Jungle Jim started on radio in 1935 and ran for twenty years. My dad and I would listen to the radio program toward the end of its run. The movie was shown in 1948, and I got to see “the great white hunter” some ten years after it was first released. By then I was captivated and knew all the characters.

Then there was “Tarzan.” He first appeared in a 1912 publication created by Edgar Rice Burroughs. He was a fictional character, a feral child raised in the African jungle by the Mangani Great Apes after his parents were killed. He later experiences civilization only to reject it and return to the wild as a heroic adventurer. Tarzan was cool. He could talk to the monkeys and call up herds of elephants by his unique yell. He fought crocodiles, lions, gorillas, rhinos, pythons and all kinds of critters without ever getting a scratch.

He finds the scantily clad Jane (now she would be dressed for a ball), my first love, and they marry and have a son that they call “Boy,” ’cause he ain’t a girl. Tarzan grabs Jane up and they swing through the jungle, him yelling and her holding on for dear life, with their chimp Cheetah not far behind.

His favorite dress is a loincloth and a knife. His favorite meal is raw meat that he has killed himself. He loved to sleep on tree branches. Tarzan had a great influence on our culture. He has been called one of the best known literature characters in the world. In addition to more than two dozen books by Burroughs and a handful of other authors, he has appeared in radio, films, television, comic strips and comic books. It’s easy to get lost in the jungle if you’re a Tarzan fan.
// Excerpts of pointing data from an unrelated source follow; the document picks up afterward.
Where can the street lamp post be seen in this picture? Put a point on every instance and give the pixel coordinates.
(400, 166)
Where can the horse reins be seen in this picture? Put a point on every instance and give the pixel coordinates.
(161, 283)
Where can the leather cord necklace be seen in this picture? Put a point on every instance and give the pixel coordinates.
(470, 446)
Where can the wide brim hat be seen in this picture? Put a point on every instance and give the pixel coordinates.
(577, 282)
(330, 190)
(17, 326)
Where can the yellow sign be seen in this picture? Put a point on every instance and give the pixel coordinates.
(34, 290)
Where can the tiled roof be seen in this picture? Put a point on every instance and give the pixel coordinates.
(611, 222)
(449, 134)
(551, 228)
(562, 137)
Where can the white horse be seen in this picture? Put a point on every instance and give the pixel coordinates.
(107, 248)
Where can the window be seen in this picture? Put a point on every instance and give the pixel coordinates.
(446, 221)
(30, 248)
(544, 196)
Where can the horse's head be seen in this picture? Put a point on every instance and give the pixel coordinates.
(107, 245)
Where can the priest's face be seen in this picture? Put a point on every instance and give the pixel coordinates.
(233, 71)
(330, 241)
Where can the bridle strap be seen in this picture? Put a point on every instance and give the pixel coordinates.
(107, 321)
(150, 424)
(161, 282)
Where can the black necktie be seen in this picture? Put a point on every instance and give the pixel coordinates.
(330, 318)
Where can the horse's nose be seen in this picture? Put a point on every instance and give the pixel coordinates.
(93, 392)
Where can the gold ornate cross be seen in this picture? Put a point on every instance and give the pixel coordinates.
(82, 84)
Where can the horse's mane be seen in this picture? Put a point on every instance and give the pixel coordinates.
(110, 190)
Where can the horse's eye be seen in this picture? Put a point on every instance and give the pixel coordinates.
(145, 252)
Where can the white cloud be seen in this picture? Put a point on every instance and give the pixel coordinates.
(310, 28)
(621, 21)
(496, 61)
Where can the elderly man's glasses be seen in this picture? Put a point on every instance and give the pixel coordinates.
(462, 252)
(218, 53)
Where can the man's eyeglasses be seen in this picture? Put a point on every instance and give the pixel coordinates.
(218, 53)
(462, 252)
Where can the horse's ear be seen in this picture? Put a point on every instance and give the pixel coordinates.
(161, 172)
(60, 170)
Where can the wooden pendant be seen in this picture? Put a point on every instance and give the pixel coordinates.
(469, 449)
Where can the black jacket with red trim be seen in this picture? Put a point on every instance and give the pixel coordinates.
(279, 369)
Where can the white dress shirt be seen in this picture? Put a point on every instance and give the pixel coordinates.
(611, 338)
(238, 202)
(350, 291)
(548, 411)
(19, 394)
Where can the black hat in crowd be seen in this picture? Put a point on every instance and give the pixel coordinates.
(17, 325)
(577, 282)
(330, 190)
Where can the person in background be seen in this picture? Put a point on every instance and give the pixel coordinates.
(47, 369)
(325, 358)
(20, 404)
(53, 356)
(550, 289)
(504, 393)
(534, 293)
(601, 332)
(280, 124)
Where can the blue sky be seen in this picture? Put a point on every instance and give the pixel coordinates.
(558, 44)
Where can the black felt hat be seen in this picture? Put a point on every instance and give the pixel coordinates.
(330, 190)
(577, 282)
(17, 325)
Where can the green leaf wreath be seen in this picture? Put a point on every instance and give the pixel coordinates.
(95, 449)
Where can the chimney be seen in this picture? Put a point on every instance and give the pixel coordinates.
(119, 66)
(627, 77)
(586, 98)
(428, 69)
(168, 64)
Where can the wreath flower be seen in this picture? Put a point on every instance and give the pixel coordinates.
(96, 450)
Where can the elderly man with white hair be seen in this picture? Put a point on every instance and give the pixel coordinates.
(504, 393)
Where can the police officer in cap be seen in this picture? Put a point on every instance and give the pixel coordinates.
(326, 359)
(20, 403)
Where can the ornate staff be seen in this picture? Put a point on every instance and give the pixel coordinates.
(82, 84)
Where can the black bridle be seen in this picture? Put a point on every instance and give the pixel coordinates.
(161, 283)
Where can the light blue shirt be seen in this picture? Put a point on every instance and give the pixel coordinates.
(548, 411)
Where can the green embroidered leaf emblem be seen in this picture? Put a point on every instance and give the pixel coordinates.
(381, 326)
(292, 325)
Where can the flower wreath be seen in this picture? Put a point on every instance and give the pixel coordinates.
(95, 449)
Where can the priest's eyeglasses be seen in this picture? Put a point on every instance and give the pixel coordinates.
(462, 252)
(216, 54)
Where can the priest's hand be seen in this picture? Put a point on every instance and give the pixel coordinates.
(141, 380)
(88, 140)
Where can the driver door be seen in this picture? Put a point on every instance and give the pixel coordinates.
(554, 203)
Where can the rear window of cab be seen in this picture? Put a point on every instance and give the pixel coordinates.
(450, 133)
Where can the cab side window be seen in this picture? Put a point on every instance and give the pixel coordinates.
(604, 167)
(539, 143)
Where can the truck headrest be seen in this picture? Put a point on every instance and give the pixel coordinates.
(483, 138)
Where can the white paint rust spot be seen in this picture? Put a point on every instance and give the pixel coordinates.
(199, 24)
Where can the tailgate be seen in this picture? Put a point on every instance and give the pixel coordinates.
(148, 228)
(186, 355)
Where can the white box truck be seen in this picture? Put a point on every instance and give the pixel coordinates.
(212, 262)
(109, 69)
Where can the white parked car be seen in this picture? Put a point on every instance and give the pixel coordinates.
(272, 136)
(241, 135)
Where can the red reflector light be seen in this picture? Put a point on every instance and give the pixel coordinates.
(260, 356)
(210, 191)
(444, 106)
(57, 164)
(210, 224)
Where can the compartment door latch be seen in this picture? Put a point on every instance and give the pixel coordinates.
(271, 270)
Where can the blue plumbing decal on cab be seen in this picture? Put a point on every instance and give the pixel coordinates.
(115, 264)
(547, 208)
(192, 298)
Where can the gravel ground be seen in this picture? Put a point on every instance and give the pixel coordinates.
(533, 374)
Then there was the Phantom, who was left for dead by pirates on the African coast and nursed back to health by the Pygmy poison people, who introduced him to his new dwelling, the Skull Cave. He takes a solemn oath to fight piracy until it is wiped off the face of the earth. He leaves his skull mark on the jaw of many an evildoer and passes down his grey and black Phantom suit to his offspring until he becomes known among the tribes as the “ghost who walks.” I loved the Phantom; he was the superhero of my youth, and as far as I know, he’s still out there crunching crime.

“Sheena, Queen of the Jungle,” premiered in the UK in 1937 and in the US in 1938. She was the first female comic book character with her own title. She preceded Wonder Women by three years. Sheena was an orphan that grew up in the jungle, learning how to survive and thrive. She possessed the ability to communicate with wild animals and was proficient in fighting with knives, spears, bows and makeshift weapons. She targeted slave traders and evil white hunters, native Africans and wild animals.

“Alley Oop” came to life in 1932. Later propelled to the twentieth century through a time machine, he didn’t seem to find it much different than his home kingdom of “Moo.” The Hollywood Argyles wrote a little tune about him.

He rides through the jungle tearing limbs off of trees

(Alley Oop, oop, oop-oop)

Knockin’ great big monsta’s dead on their knees

(Alley Oop, oop, oop-oop)

He’s the toughest man there is alive, wearing clothes from a wildcat’s hide

He’s the king of the jungle jive, Look at that cave man go.

In 1967 we find a parody of Tarzan, “George of the Jungle,” which becomes extremely popular. George is a big-hearted, dimwit of a fellow living in a tree house with a toucan named Tookie-Tookie and a pet elephant named Shep. He does have a multitude of adventures, but never seems to master the skill of Tarzan in swinging on jungle vines

George, George, George of the Jungle…Look out for that tree.

And who don’t remember “The Lion King?” The jungle has been part of our lives from the day we were born. May we stay lost.

Being lost in our memories is the fun part, and being able to remember the good times and getting lost in our minds, whether its music, cowboys and Indians or being “Lost in the Jungle.”